Takrolimusun sıçanlarda azalmış sperm sayısı ve motilite şeklinde erkek doğurganlığı üzerinde olumsuz bir etkisi gözlenmiştir.
Sıçanlarda ve babunlarda toksisite çalışmalarından etkilenen birincil organlar böbrekler ve pankreastı. Sıçanlarda takrolimus sinir sistemi ve gözler üzerinde toksik etkilere neden oldu. Takrolimusun intravenöz uygulanmasından sonra tavşanlarda geri dönüşümlü kardiyotoksik etkiler gözlenmiştir.
Takrolimus, 0.1 ila 1.0 mg / kg'lık bir dozda hızlı bir infüzyon / bolus enjeksiyonu olarak intravenöz olarak uygulandığında, bazı hayvan türlerinde QTc uzaması gözlenmiştir. Bu dozlarla ulaşılan pik kan konsantrasyonları, Prograf XL ile klinik transplantasyonda gözlenen ortalama pik konsantrasyonlardan 6 kat daha fazla olan 150 ng / mL'nin üzerindeydi
Sıçanlarda ve tavşanlarda embriyofoetal toksisite gözlendi ve anne hayvanlarında önemli toksisiteye neden olan dozlarla sınırlıydı. Sıçanlarda, doğum dahil olmak üzere dişi üreme fonksiyonu toksik dozlarda bozuldu ve yavrular doğum ağırlığı, canlılık ve büyümede azalma gösterdi.

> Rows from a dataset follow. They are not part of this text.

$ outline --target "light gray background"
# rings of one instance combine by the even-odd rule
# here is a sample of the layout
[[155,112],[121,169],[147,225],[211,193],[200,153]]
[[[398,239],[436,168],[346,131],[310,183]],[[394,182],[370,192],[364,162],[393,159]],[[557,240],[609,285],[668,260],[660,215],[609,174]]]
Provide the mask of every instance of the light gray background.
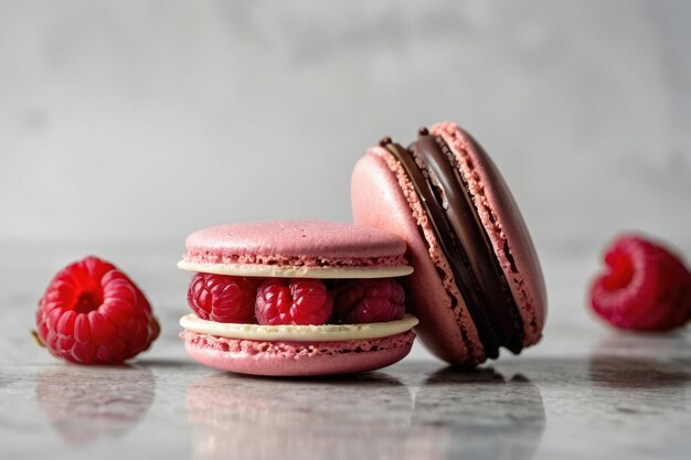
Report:
[[4,263],[34,267],[17,277],[38,299],[98,254],[172,318],[187,234],[350,220],[368,146],[453,119],[522,207],[548,331],[591,328],[586,286],[615,234],[691,254],[690,23],[682,1],[3,1]]

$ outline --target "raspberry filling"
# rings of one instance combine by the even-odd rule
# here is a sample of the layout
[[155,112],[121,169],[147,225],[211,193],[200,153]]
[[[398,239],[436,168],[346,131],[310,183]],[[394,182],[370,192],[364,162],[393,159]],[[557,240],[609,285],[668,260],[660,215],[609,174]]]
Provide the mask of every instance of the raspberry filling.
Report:
[[226,323],[327,324],[395,321],[405,291],[392,278],[320,280],[196,274],[188,303],[203,320]]

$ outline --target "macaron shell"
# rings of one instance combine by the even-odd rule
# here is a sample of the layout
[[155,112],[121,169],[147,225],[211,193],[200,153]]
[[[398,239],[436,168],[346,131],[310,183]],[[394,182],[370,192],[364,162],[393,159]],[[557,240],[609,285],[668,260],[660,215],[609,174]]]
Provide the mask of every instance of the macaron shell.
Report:
[[[396,257],[405,244],[386,232],[326,221],[267,221],[217,225],[188,236],[188,255],[236,256],[240,263],[280,257],[285,265],[308,258]],[[190,258],[185,257],[187,260]],[[278,260],[280,264],[281,260]],[[381,265],[381,264],[378,264]]]
[[454,122],[430,129],[454,152],[476,201],[523,320],[524,345],[538,342],[546,313],[544,279],[534,245],[519,207],[499,170],[482,147]]
[[180,260],[178,268],[185,271],[263,277],[263,278],[319,278],[319,279],[348,279],[348,278],[395,278],[413,272],[413,267],[398,266],[372,266],[372,267],[311,267],[293,265],[264,265],[264,264],[209,264]]
[[355,164],[351,203],[355,224],[396,232],[406,242],[415,271],[404,282],[414,287],[407,289],[408,307],[419,319],[415,330],[425,345],[449,363],[485,361],[477,329],[413,184],[385,149],[370,149]]
[[[232,341],[183,332],[192,359],[221,371],[266,376],[341,375],[374,371],[405,357],[415,334],[407,332],[369,341],[309,344]],[[237,349],[237,350],[231,350]]]

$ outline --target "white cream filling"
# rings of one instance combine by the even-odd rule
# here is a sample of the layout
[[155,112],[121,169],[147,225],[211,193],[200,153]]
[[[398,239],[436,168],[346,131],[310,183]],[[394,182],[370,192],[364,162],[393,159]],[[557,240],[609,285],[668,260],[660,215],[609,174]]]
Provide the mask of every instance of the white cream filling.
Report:
[[417,318],[406,313],[402,319],[366,324],[322,325],[262,325],[221,323],[199,319],[190,313],[180,318],[180,325],[188,331],[227,339],[295,342],[341,342],[381,339],[410,331],[418,323]]
[[394,278],[407,276],[413,267],[290,267],[277,265],[199,264],[180,260],[178,268],[215,275],[252,276],[266,278]]

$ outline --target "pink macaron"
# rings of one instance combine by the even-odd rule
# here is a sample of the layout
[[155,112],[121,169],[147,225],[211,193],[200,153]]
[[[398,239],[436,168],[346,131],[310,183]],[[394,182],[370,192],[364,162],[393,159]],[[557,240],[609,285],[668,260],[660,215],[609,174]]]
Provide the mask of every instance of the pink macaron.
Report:
[[383,139],[353,171],[357,225],[397,234],[416,332],[455,365],[536,343],[545,287],[528,228],[499,170],[453,122],[421,129],[407,148]]
[[[398,278],[413,271],[400,237],[348,223],[227,224],[193,233],[185,246],[178,264],[183,270],[257,282],[317,279],[331,287],[332,298],[339,286],[360,282],[353,280]],[[202,364],[244,374],[309,376],[372,371],[400,361],[411,351],[417,319],[406,313],[370,323],[258,324],[190,313],[180,323],[188,353]]]

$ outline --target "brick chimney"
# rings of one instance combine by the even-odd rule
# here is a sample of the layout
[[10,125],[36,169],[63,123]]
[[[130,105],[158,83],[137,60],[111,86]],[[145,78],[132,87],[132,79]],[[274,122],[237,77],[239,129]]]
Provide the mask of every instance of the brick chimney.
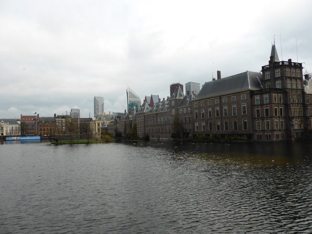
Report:
[[270,60],[269,61],[269,63],[272,63],[274,61],[274,56],[270,56]]
[[221,79],[221,72],[220,71],[217,71],[217,77],[218,80]]

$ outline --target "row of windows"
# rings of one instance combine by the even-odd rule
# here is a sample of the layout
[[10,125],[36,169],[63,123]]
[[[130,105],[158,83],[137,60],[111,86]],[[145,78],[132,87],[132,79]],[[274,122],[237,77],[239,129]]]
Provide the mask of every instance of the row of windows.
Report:
[[[241,95],[241,100],[244,100],[246,99],[246,95],[242,94]],[[231,100],[232,101],[234,101],[236,100],[236,96],[233,96],[231,97]],[[222,98],[222,102],[226,102],[227,101],[227,98]],[[215,99],[215,104],[218,104],[219,103],[219,99]],[[208,105],[211,105],[211,101],[209,100],[207,101]],[[204,102],[201,102],[200,103],[201,106],[203,106],[205,105]],[[194,103],[194,107],[197,107],[198,104],[197,103]],[[184,108],[185,109],[185,108]]]
[[[247,113],[247,109],[246,109],[246,104],[241,104],[241,114],[246,115]],[[210,108],[208,109],[208,118],[211,118],[212,117],[212,109]],[[220,108],[219,107],[216,107],[215,108],[215,116],[216,117],[219,117],[220,115]],[[232,115],[237,115],[237,111],[236,106],[236,105],[233,105],[232,106]],[[227,106],[223,107],[223,116],[227,116],[228,115],[228,108]],[[201,116],[202,119],[205,118],[205,110],[201,110]],[[194,112],[194,117],[195,119],[198,119],[198,111],[195,110]]]
[[[274,124],[275,130],[283,130],[284,129],[284,121],[283,120],[280,120],[279,121],[278,120],[275,120],[274,121]],[[261,129],[261,121],[256,121],[256,125],[257,131],[260,131],[262,130]],[[270,125],[270,120],[266,120],[265,121],[265,126],[266,130],[272,130]]]
[[[294,68],[286,68],[286,76],[292,76],[293,77],[300,77],[300,70],[299,69],[295,70]],[[271,78],[270,77],[270,72],[266,71],[265,72],[265,79],[269,80]],[[290,75],[291,75],[291,76]],[[280,69],[279,68],[275,69],[275,77],[280,77]]]
[[[266,139],[271,139],[271,134],[266,134]],[[257,139],[261,139],[262,134],[261,133],[257,134]],[[280,134],[276,133],[275,134],[275,139],[284,139],[285,138],[285,134],[284,133],[280,134]]]
[[[242,120],[242,130],[247,130],[247,120],[244,119]],[[232,129],[234,131],[237,131],[238,130],[237,119],[234,119],[232,121]],[[206,130],[206,128],[205,122],[202,122],[202,131]],[[195,123],[195,131],[198,131],[198,123]],[[224,120],[223,122],[223,130],[228,131],[229,128],[229,122],[227,120]],[[217,131],[220,131],[220,121],[216,121],[216,130]],[[208,122],[208,130],[212,131],[212,121]]]

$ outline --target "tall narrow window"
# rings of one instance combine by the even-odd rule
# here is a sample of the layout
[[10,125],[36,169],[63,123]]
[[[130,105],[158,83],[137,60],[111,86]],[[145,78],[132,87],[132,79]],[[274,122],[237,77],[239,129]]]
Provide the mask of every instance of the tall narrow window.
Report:
[[280,77],[280,69],[275,69],[275,77]]
[[277,103],[277,94],[273,95],[273,99],[275,103]]
[[217,131],[220,130],[220,121],[216,121],[216,129]]
[[260,104],[260,97],[259,96],[256,96],[255,97],[256,100],[256,105],[259,105]]
[[227,107],[224,106],[223,107],[223,116],[227,116]]
[[247,130],[247,120],[243,119],[243,130]]
[[281,86],[280,85],[280,80],[276,81],[276,87],[279,89],[281,88]]
[[290,69],[289,68],[286,68],[286,76],[290,76]]
[[261,130],[261,122],[260,121],[257,121],[257,130],[260,131]]
[[267,104],[269,103],[269,95],[264,95],[264,103]]
[[256,117],[257,118],[260,118],[260,109],[256,109]]
[[219,117],[220,114],[219,112],[219,107],[216,107],[216,117]]
[[290,89],[290,80],[286,80],[286,83],[287,84],[287,88]]
[[233,130],[235,131],[237,130],[237,119],[233,120]]
[[266,80],[269,80],[270,78],[270,72],[266,72]]
[[301,88],[301,83],[300,80],[297,81],[297,88],[300,89]]
[[293,68],[291,69],[291,76],[295,77],[295,69]]
[[241,114],[246,115],[247,113],[246,110],[246,104],[241,104]]
[[236,111],[236,105],[233,105],[232,106],[232,113],[233,115],[236,115],[237,114]]
[[228,131],[229,123],[227,120],[224,120],[224,131]]

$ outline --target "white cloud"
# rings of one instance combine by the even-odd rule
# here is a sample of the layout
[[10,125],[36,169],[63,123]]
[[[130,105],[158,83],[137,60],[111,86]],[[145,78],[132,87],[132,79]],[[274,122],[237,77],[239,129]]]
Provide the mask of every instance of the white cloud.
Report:
[[260,71],[275,34],[280,59],[281,41],[283,60],[296,61],[298,51],[312,72],[312,2],[293,3],[2,1],[0,114],[53,116],[76,107],[87,117],[100,93],[105,112],[123,112],[128,85],[142,99],[162,98],[170,84],[202,84],[217,70],[222,77]]

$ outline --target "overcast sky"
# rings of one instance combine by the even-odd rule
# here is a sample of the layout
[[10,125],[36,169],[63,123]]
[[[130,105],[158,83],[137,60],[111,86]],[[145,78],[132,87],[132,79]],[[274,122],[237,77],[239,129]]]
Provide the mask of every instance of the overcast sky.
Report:
[[0,0],[0,118],[93,115],[280,60],[312,73],[312,1]]

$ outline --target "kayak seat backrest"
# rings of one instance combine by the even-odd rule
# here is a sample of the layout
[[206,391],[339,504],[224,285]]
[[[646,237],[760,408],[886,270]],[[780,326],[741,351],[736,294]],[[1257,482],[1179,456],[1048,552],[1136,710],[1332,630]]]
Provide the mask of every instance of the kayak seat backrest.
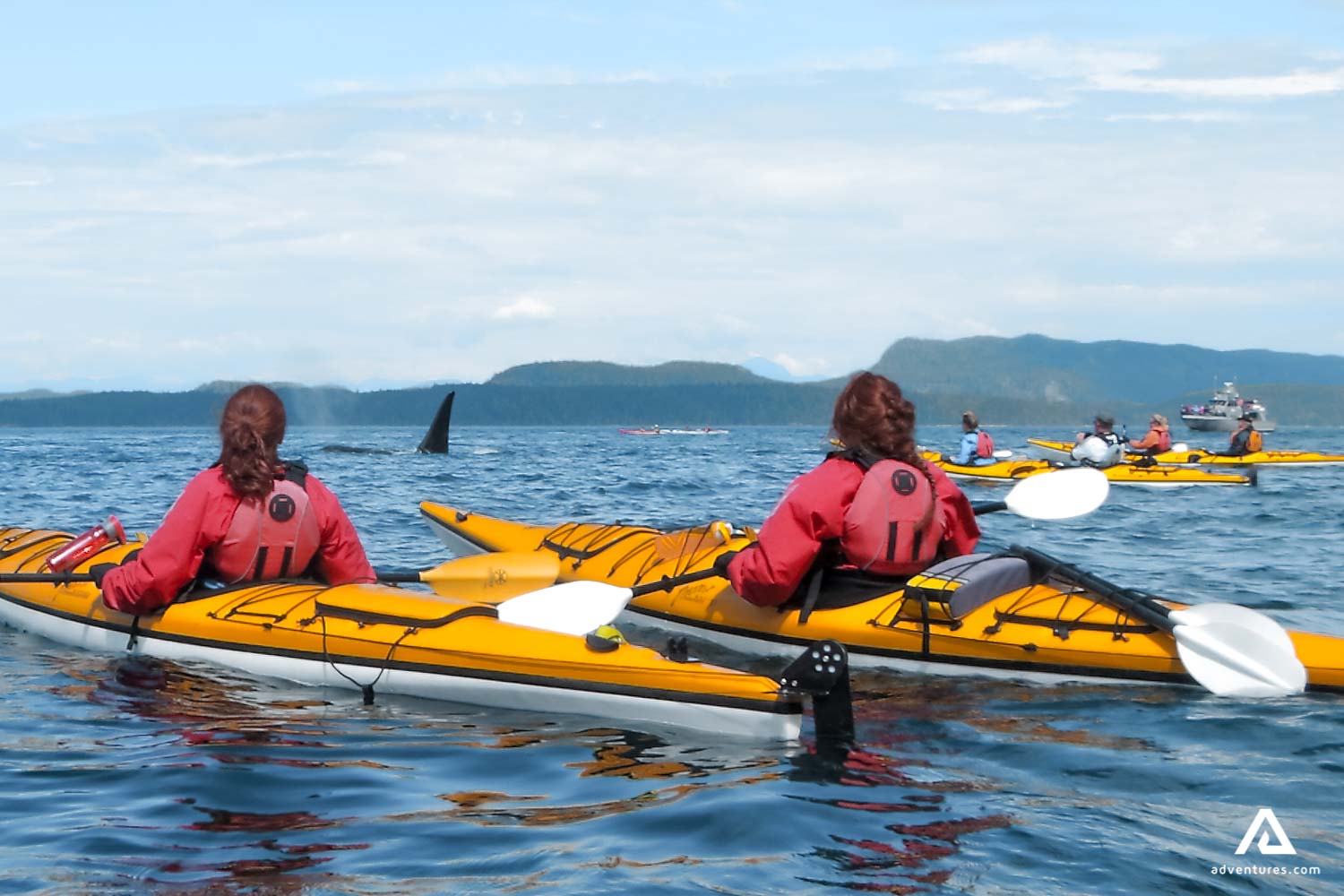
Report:
[[968,553],[935,563],[906,583],[906,598],[945,603],[960,619],[989,600],[1031,584],[1031,567],[1021,557]]

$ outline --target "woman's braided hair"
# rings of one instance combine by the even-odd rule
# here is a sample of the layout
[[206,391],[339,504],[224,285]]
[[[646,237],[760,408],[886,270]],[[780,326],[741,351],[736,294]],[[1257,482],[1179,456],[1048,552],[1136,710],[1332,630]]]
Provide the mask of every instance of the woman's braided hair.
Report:
[[923,470],[937,493],[933,473],[915,449],[915,406],[886,376],[856,373],[836,399],[831,429],[848,449]]
[[285,404],[265,386],[245,386],[224,404],[219,419],[219,461],[224,481],[238,497],[270,494],[280,469],[277,450],[285,441]]

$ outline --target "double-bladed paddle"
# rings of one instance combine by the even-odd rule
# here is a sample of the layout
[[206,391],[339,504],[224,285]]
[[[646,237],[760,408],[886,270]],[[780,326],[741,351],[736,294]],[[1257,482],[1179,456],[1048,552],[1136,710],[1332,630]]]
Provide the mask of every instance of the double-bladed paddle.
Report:
[[[1091,467],[1071,467],[1021,480],[1013,485],[1003,501],[977,504],[973,505],[973,509],[977,514],[1008,510],[1032,520],[1064,520],[1095,510],[1106,500],[1109,490],[1110,480],[1101,472]],[[512,560],[505,562],[503,557],[520,560],[527,556],[531,555],[528,552],[476,555],[449,560],[438,570],[481,557],[493,557],[503,567],[512,563]],[[426,571],[426,575],[427,572],[431,571]],[[538,629],[559,631],[563,627],[575,634],[583,634],[613,622],[630,600],[642,594],[665,591],[718,575],[715,570],[699,570],[679,576],[664,576],[633,588],[622,588],[606,582],[564,582],[512,598],[508,600],[513,606],[508,611],[509,618],[507,619],[504,604],[500,604],[500,618],[505,622],[530,625]],[[452,587],[442,592],[457,594]],[[503,595],[503,592],[499,594]],[[489,595],[476,594],[472,596],[478,600],[492,600]]]
[[1306,689],[1306,668],[1297,658],[1293,639],[1284,626],[1263,613],[1216,602],[1173,610],[1040,551],[1016,544],[1008,551],[1039,572],[1094,591],[1148,625],[1171,633],[1185,672],[1216,695],[1277,697]]

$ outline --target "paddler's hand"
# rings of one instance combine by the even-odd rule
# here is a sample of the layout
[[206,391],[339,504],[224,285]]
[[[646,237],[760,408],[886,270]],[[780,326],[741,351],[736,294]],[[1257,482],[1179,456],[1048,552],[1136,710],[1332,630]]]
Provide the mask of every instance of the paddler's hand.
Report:
[[728,564],[732,563],[732,557],[735,556],[738,556],[737,551],[724,551],[719,556],[714,557],[714,571],[727,579]]
[[[136,556],[138,556],[138,553],[140,548],[136,548],[126,556],[121,557],[121,563],[130,563],[132,560],[136,559]],[[102,591],[102,580],[103,578],[106,578],[108,571],[116,570],[117,567],[121,566],[121,563],[94,563],[91,567],[89,567],[89,575],[93,576],[93,583],[98,586],[99,591]]]

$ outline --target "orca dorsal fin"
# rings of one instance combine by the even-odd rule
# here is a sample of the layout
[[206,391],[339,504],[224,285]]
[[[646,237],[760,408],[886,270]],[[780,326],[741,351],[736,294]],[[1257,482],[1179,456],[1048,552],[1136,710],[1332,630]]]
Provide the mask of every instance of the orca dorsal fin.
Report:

Takrolimusun sıçanlarda azalmış sperm sayısı ve motilite şeklinde erkek doğurganlığı üzerinde olumsuz bir etkisi gözlenmiştir.
Sıçanlarda ve babunlarda toksisite çalışmalarından etkilenen birincil organlar böbrekler ve pankreastı. Sıçanlarda takrolimus sinir sistemi ve gözler üzerinde toksik etkilere neden oldu. Takrolimusun intravenöz uygulanmasından sonra tavşanlarda geri dönüşümlü kardiyotoksik etkiler gözlenmiştir.
Sıçanlarda ve tavşanlarda embriyofoetal toksisite gözlendi ve anne hayvanlarında önemli toksisiteye neden olan dozlarla sınırlıydı. Sıçanlarda, doğum dahil olmak üzere dişi üreme fonksiyonu toksik dozlarda bozuldu ve yavrular doğum ağırlığı, canlılık ve büyümede azalma gösterdi.
Takrolimusun sıçanlarda azalmış sperm sayısı ve motilite şeklinde erkek doğurganlığı üzerinde olumsuz bir etkisi gözlenmiştir.